Striking back: super myths in "Superman"
High stakes testing: The film Waiting for “Superman” extols testing mania and Bush-era reforms (No Child Left Behind) and ignores the negative impacts of these so-called “reforms.” As Nel Noddings, author of When School Reform Goes Wrong, has said, “We have sacrificed richness, depth, and creativity to a dull struggle for higher and higher test scores on material that is quickly forgotten when the test is over.”
Teacher tenure: The film claims that tenure protects teachers’ jobs for life. Not true. Tenure simply ensures that teachers are notified of performance problems and given a chance to improve before dismissal. The only people in America who have a job for life are the nine justices on the Supreme Court. Teachers do not seek lifetime appointments, they only want a system of due process so they cannot be fired unfairly.
Charter schools: silver bullet? The film promotes charter schools as the only way to improve public education, even though it admits that only one charter school in five is more effective than a traditional public school. The film fails to mention the abundant research that shows public schools generally outperform charter schools.
Charter schools and other nontraditional public school options have a place in promoting creative teaching methods that can be used in traditional public schools to benefit all students.
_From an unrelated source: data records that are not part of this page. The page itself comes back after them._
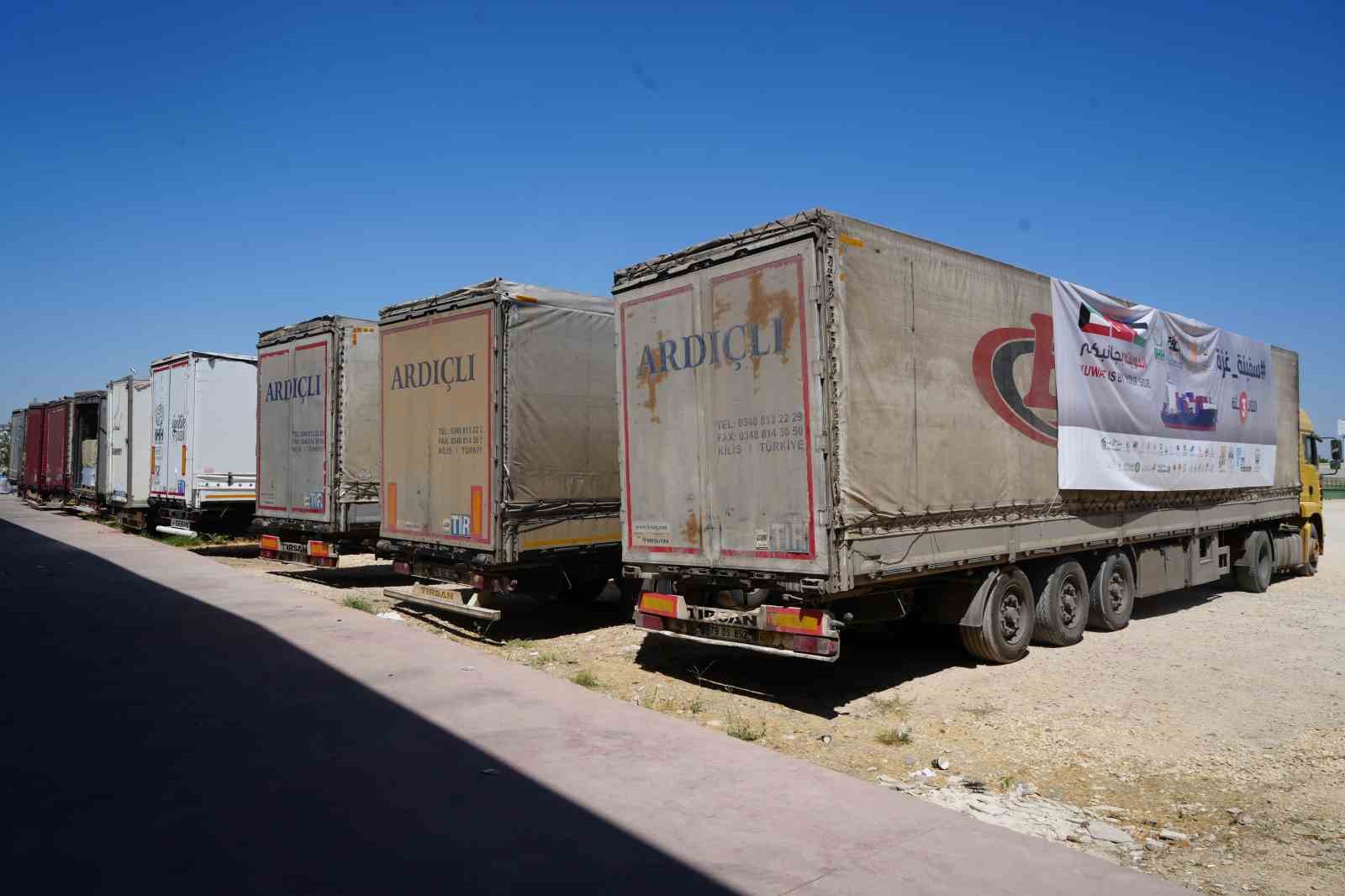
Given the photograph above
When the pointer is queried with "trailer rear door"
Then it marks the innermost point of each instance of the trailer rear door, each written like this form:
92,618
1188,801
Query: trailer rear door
720,409
119,440
293,408
439,428
172,409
But charter schools are not the only way to promote innovation and better learning. In schools across the country, especially in Montana, children benefit from a wide range of exciting new ideas that are the result of communities working together to improve their schools.
Charter schools only serve a small percentage of the student population; most can “cherry pick” the students they want. Only public schools take all children and give them a chance to reach their highest potential — regardless of their individual talents, disabilities, or their parents’ income bracket. That’s what makes public schools the cornerstone of democracy.